Es ist wahr: Alle Kulturen mit Ausnahme der ägyptischen und vielleicht der chinesischen haben unter der Vormundschaft älterer Kultureindrücke gestanden; fremde Elemente erscheinen in jeder dieser Formenwelten. Die faustische Seele der Gotik, schon durch die arabische Herkunft des Christentums in der Richtung ihrer Ehrfurcht geleitet, griff nach dem reichen Schatz spätarabischer Kunst. Das Arabeskenwerk einer unleugbar südlichen, ich möchte sagen Arabergotik umspinnt die Fassaden der Kathedralen von Burgund und der Provence, beherrscht die Sprache des Straßburger Münsters mit einer Magie in Stein und führt überall, an Statuen und Portalen, in Gewebemustern, Schnitzereien, Metallarbeiten, nicht zum wenigsten in den krausen Figuren des scholastischen Denkens und einem der höchsten abendländischen Symbole, der Sage vom heiligen Gral,[66] einen stillen Kampf mit dem nordischen Urgefühl einer Wikingergotik, wie sie im Innern des Magdeburger Domes, der Spitze des Freiburger Münsters und der Mystik Meister Eckarts herrscht. Der Spitzbogen droht mehr als einmal seine bindende Linie zu sprengen und in den Hufeisenbogen maurisch-normannischer Bauten überzugehen.

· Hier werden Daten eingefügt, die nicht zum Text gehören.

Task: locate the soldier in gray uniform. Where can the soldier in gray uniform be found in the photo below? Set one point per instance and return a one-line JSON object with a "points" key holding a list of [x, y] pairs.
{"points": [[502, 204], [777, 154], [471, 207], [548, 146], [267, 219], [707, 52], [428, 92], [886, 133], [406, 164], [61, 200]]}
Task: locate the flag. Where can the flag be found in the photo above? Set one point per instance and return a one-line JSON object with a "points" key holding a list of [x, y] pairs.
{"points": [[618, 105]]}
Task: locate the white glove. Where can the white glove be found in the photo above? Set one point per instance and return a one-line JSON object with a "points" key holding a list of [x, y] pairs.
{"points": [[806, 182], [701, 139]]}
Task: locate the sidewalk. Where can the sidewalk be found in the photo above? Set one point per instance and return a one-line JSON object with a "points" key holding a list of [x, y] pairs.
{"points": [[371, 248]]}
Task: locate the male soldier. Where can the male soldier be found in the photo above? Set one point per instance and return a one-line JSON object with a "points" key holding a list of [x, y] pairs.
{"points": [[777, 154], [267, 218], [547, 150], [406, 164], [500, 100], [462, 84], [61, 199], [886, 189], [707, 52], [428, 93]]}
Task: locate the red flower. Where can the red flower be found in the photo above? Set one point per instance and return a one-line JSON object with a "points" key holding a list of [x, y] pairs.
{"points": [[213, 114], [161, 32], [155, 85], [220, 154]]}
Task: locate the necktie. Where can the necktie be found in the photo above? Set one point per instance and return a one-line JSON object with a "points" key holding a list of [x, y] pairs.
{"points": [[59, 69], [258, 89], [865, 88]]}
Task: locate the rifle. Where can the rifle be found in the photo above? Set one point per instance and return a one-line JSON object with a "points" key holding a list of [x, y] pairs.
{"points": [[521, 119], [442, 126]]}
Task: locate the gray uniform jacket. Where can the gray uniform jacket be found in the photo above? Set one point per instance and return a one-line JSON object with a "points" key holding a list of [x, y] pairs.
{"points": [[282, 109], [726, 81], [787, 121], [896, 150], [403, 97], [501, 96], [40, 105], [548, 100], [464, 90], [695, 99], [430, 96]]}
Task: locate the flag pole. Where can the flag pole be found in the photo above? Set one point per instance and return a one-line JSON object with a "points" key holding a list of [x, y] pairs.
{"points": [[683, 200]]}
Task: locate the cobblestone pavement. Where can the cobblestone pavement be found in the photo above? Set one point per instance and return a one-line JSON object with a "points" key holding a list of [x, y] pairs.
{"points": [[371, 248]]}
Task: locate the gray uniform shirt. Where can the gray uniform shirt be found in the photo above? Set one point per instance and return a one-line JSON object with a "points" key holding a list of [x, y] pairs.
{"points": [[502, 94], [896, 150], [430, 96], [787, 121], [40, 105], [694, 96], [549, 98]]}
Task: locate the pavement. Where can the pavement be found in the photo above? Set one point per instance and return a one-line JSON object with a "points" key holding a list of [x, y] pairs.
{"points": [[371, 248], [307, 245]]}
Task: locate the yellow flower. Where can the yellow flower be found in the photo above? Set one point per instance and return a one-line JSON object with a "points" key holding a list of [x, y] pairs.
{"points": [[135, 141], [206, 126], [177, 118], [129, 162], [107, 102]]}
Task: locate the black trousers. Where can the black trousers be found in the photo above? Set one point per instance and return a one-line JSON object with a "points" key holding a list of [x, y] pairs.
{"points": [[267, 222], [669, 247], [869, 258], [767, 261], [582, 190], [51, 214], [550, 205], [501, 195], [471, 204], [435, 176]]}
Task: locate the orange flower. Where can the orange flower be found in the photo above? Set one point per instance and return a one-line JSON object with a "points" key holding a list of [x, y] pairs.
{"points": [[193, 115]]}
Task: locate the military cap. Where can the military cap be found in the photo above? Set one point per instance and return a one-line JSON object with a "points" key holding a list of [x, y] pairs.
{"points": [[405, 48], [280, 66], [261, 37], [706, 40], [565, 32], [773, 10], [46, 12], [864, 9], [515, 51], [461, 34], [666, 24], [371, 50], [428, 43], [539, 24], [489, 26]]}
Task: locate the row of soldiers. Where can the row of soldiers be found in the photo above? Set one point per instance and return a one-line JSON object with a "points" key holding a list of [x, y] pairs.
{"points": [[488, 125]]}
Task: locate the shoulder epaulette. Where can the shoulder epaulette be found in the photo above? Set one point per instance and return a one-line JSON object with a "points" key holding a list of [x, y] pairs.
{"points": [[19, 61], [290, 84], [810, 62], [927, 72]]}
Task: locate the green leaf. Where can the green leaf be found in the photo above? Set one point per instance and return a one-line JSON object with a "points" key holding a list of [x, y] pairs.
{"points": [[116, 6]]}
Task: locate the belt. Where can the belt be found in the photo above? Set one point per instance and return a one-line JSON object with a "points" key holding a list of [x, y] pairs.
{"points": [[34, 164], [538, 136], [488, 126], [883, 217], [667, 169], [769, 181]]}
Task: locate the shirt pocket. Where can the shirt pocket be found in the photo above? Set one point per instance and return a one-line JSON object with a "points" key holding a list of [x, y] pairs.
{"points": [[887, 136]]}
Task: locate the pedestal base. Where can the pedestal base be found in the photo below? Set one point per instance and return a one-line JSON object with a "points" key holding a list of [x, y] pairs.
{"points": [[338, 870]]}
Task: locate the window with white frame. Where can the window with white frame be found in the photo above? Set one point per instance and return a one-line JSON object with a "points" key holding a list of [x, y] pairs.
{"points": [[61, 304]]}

Die apollinische Kunst der dorischen Frühzeit, deren erste Intentionen fast verschollen sind, hat ohne Zweifel ägyptische Formen wie den Typus der frontalen Statue und das Motiv der Säulenreihe herübergenommen, um an ihnen zu einer eignen Symbolik zu gelangen. Nur die magische Seele wagte es nicht, die Mittel sich anzueignen, ohne sich ihnen hinzugeben, und das macht die Psychologie des arabischen Stils so unendlich aufschlußreich.